Difference between ServerName and ServerAlias
Solution 1:
The ServerName directive is
Hostname and port that the server uses to identify itself
Whilst ServerAlias is
Alternate names for a host used when matching requests to name-virtual hosts
Given a vhost configured like
...
ServerName example.com
ServerAlias www.example.com foo.example.com *.somewherelse.org
...
apache would respond to example.com, www.example.com foo.example.com and anything in .somewherelse.org with this VirtualHost
Solution 2:
One Key difference that I have found by experiment (based on necessity) is that when used with wildcard sub-domains (e.g. "*.mycompany.com" and "*.mycompany.net") then the wildcard must be specified as ServerAlias and not ServerName.

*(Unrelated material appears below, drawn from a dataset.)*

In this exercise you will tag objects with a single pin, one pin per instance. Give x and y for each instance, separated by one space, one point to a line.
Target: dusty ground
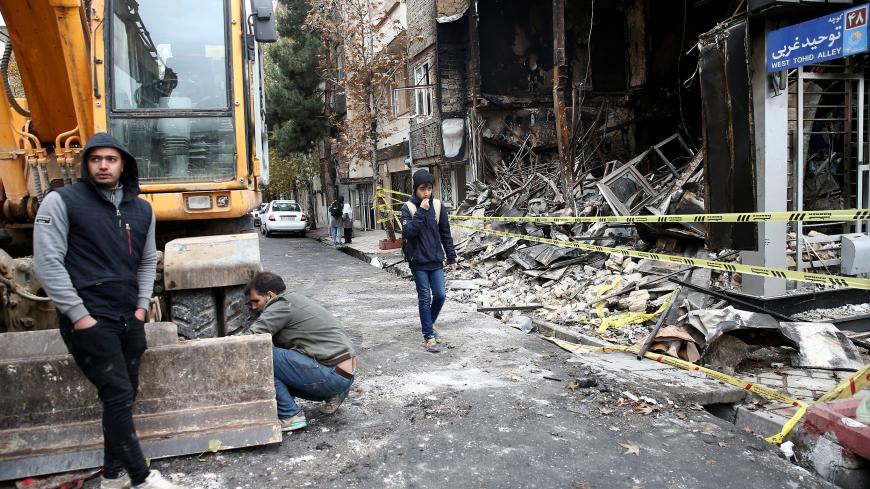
492 410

I haven't tried this with non-SSL but with SSL this was the case (for me). I settled on a configuration of:
Listen *:8443
NameVirtualHost *:8443
SSLStrictSNIVHostCheck off
<VirtualHost *:8443>
ServerName mycompany.com
ServerAlias *.mycompany.com
...
</VirtualHost>
<VirtualHost *:8443>
ServerName mycompany.net
ServerAlias *.mycompany.net
...
</VirtualHost>
When using "ServerName *.mycompany.net" then the first Virtual Host was always used. This wasn't just the certificate it was rewriting and proxying logic as well.
It is entirely possible that this only happens with SSL as there are a whole heap of other things going - as referenced in SSL with Virtual Hosts Using SNI and many ServerFault threads. Having followed all the advice in these this was the last head scratching aspect.
I came to this thread to try and understand myself why there was a difference and confess I get closer but not quite full understanding.
In my case ServerName seems to do a little less (isn't picked up in virtual host search), rather than more.
Running "apacectl -S | httpd -S" as per Iain's advice gives:
wildcard NameVirtualHosts and _default_ servers:
*:8443 is a NameVirtualHost
default server mycompany.com (/etc/httpd/conf/httpd.conf:1100)
port 8443 namevhost mycompany.com (/etc/httpd/conf/httpd.conf:1100)
wild alias *.mycompany.com
port 8443 namevhost mycompany.net (/etc/httpd/conf/httpd.conf:1164)
wild alias *.mycompany.net
Edit: (adding ServerName with the wildcard for completeness)
wildcard NameVirtualHosts and _default_ servers:
*:8443 is a NameVirtualHost
default server *.mycompany.com (/etc/httpd/conf/httpd.conf:1040)
port 8443 namevhost *.mycompany.com (/etc/httpd/conf/httpd.conf:1040)
port 8443 namevhost *.mycompany.net (/etc/httpd/conf/httpd.conf:1105)
Note: the word "wild" in the alias line, in the first case (using ServerAlias), comes from apache and it don't show in the second (using ServerName) - I suspect this is significant.
In addition, if I remove "ServerName" from second VirtualHost and just use an Alias following the advice "there should be only one ServerName" then a request gets a bit lost - seems to automatically redirect to "https://test.mycompany.net:8443" - as (in my case) 8443 isn't showing externally (nat'd) then it fails. Yes, I know for 443 this might work, but possibly shows something else is going on.
So, perhaps not an answer to the question, but a bit of documentation for someone else struggling with similar setup.
Solution 3:
When dealing with software, it is often important to have one single point of truth. ServerName can be considered the "Real" canonical name of a host. ServerAlias is not.
ServerName does everything that ServerAlias does, and a bit more. As a best practice only set one ServerName, since there should only be one "Canonical" anything. If ServerName is not explicitly set, the httpd will determine a name on it's own.
ServerAlias on the other hand is just an alias, and can only be used in the VirtualHost context. There can be as many of these as you'd like.
If the site is served over HTTPS, then the ServerName should match one of the names contained the Certificate. If your certificate was created for www.example.org , but your configuration says:
ServerName foo.example.org
ServerAlias www.example.org
Then Apache will complain with the following error:
Dec 10 13:23:45 web1 httpd[1234]: [warn] RSA server certificate CommonName (CN) `www.example.org' does NOT match server name!?